Un passo verso il volo

So di aver appena decantato casa nuova come il posto più bello del mondo, ma ci sono delle volte in cui, pur essendo molto grande, la sento fin troppo stretta. Mi riferisco a quei pigri pomeriggi autunnali, in cui non hai voglia di fare niente di attuabile tra le mura domestiche. Vorresti solo alzarti e correre fuori, via da tutto e tutti. Poi hai un momento di lucidità, ti guardi intorno, e ti rendi conto di non poterlo fare. Allora ti parte tutta quella BELLISSIMA serie di pensieri del tipo: "Vorrei poter volare sopra tutta questa merda" o  più "realisticamente" : " Non vedo l'ora di schiantare la carrozzina in autostrada". Tutta questa lagnosissima premessa serve a ribadire che il vero problema, mio e di PARTE delle persone con disabiltà fisica, è solo un corpo non in grado di seguire il flusso delle idee. 
Ma siccome vivo in un mondo in continuo movimento so benissimo di non essere nelle peggiori condizioni possibili.

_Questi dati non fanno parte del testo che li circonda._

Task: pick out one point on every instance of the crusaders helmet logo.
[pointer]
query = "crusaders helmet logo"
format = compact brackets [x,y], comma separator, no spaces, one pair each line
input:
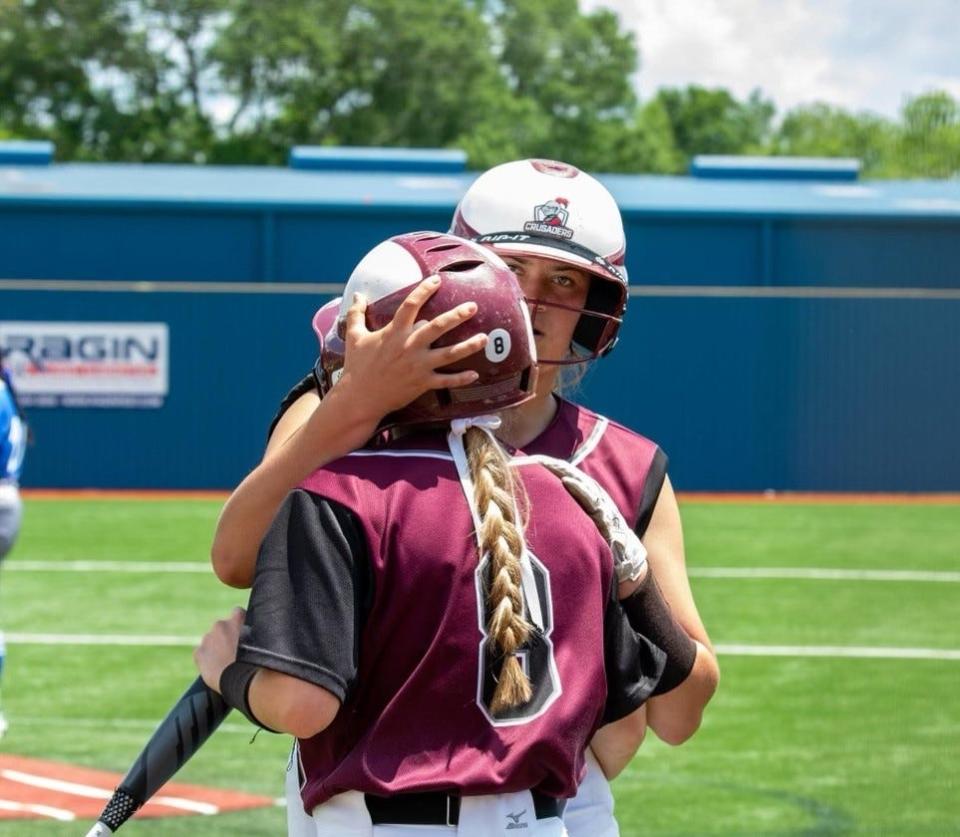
[550,218]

Solo in Italia ci sono MOLTISSIME persone affette da malattie genetiche rare che aspettano una cura, e pur non avendo una patologia genetica, io dico che anche loro avrebbero diritto di volare <3

5 commenti:

  1. Sono d'accordissimo con te. Io non riesco a sopportare coloro che trattano le persone in sedia a rotelle come se fossero dei bambini stupidi che hanno sempre bisogno di assistenza fisica e morale; lo trovo irritante. Credo che tutti abbiamo diritto a sbagliare, a cadere e a rialzarsi. Penso che chiedervi in continuazione: "Hai bisogno di una mano?", "Ce la fai da solo/a", vi metta davvero in imbarazzo, e che se aveste bisogno di aiuto lo chiedereste senza problemi. Ho avuto a che fare con disabili, e ho notato che comportarsi così, non fa altro che accentuare la vostra insicurezza, il vostro sentirvi "diversi". Correggimi se sbaglio ;)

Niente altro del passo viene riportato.